How to Connect S3 Data to Looker using Starburst Presto

Published in

Hashmap, an NTT DATA Company

11 min readAug 4, 2020

by Senthil Anandarangan and Ganesh Hegde

In this era of increasing adoption of data-driven solutions, faster data accessibility becomes increasingly critical for data analysts.

This blog post is aimed to take you through a ‘source’ data access solution using the Starburst Presto SQL query engine and Looker Analytics. AWS S3 is our data source.

What is Starburst Presto?

Starburst Enterprise Presto (SEP) is the commercial distribution of the Presto distributed SQL query execution engine. It is maintained by Starburst and free to download and use. You will need to purchase an Enterprise License to enable additional security features (like Ranger, Okta integration), more connectors (Delta Lake connector is one of the most powerful), enhanced cost-based query optimizer, tech support, and many more.

Starburst Presto simplifies the Presto cluster installation steps which can be self-installed into on-prem, Cloud VMs, or packaged with powerful Kubernetes clusters which adds the power of scalability and flexible runtime deployment options.

In addition to that, Starburst Presto has a marketplace offering in AWS and Azure which enables easy installation and subscription pricing models. For some companies, cloud subscription pricing providing support and maintenance of clusters plays better than going on a self -service model. For AWS Marketplace pricing refer to this link.

The demo solution in this blog post is using Starburst Enterprise Presto on Azure Kubernetes Service (AKS). You may choose to use AWS Elastic Kubernetes Service (EKS), Google Kubernetes Engine, or Red Hat OpenShift by choosing a relevant image from Starburst DockerHub.

Let's take a look at our goals:

A successful Starburst Enterprise Presto cluster installation.
Connect Presto to an AWS S3 object storage containing a public Weather dataset.
Query weather data directly from S3 into Looker BI using its inbuilt Presto Connector.

Are you ready for action?

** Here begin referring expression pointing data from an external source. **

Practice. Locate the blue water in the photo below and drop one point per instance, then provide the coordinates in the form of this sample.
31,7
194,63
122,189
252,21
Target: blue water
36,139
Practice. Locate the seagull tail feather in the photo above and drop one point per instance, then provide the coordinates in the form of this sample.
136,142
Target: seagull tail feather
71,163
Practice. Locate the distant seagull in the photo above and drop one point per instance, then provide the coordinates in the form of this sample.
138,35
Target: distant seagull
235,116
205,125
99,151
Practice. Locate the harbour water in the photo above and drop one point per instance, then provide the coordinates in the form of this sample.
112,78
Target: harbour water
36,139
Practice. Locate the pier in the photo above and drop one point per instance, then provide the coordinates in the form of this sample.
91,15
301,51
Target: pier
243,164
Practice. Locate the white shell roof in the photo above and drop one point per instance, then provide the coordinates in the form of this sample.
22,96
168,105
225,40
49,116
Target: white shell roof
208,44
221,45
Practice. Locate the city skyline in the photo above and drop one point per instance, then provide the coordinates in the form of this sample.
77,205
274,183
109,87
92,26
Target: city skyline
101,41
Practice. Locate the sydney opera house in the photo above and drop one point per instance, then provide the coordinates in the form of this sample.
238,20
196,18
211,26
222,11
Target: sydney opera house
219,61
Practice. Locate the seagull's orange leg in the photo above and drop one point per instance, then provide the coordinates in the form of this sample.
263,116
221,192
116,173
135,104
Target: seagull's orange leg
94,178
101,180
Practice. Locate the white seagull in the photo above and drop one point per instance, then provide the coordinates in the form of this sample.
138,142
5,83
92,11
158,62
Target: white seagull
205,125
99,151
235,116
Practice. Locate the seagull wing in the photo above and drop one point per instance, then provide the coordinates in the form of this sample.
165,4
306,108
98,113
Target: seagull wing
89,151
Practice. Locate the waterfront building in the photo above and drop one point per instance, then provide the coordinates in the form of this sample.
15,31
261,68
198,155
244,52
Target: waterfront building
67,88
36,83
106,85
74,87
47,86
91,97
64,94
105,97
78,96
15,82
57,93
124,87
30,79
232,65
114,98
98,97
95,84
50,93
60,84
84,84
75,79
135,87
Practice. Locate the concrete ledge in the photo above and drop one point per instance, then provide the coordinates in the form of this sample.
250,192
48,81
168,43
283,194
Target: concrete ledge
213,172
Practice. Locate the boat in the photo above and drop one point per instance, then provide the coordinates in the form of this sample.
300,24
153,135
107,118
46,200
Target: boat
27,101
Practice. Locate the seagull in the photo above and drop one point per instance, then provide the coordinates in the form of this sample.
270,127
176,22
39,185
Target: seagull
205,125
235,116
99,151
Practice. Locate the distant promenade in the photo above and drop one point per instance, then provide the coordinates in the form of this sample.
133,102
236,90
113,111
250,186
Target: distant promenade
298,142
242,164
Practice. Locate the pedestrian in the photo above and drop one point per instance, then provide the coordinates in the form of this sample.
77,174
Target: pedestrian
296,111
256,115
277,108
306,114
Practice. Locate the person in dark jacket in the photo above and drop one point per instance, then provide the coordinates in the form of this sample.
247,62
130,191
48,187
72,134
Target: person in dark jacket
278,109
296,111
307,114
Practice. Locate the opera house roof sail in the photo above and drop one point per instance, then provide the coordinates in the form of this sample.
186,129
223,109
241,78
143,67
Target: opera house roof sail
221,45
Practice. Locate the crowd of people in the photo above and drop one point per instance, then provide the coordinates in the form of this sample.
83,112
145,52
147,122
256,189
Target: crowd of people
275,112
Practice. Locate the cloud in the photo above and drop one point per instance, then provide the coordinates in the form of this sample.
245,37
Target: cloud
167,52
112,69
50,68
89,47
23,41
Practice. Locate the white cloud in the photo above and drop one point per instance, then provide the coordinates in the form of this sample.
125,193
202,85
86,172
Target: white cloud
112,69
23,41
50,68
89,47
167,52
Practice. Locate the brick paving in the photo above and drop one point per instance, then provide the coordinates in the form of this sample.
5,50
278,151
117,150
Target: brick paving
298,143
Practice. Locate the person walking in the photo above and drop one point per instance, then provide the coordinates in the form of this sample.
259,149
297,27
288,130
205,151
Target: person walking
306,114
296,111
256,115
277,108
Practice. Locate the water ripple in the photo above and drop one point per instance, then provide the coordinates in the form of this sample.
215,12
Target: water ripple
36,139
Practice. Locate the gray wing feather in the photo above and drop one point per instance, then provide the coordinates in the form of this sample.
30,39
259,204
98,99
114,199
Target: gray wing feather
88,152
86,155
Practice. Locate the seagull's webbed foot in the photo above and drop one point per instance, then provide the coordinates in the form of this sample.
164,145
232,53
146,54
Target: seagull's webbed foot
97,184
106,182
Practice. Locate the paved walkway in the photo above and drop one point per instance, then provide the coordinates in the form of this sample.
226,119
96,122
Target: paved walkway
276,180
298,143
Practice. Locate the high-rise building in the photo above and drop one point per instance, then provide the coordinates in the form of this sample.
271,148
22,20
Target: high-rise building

Hang-tight — there is quite a bit of detail to absorb especially on the Presto concepts and the Cluster Setup!

If you have not done so already, follow the download request and request for an Enterprise trial license here: https://www.starburstdata.com/

NOTE — The technical part of this blog post is written under an assumption that readers have some basic familiarity with Azure CLI commands, Kubernetes and Looker. And NO experience with Presto!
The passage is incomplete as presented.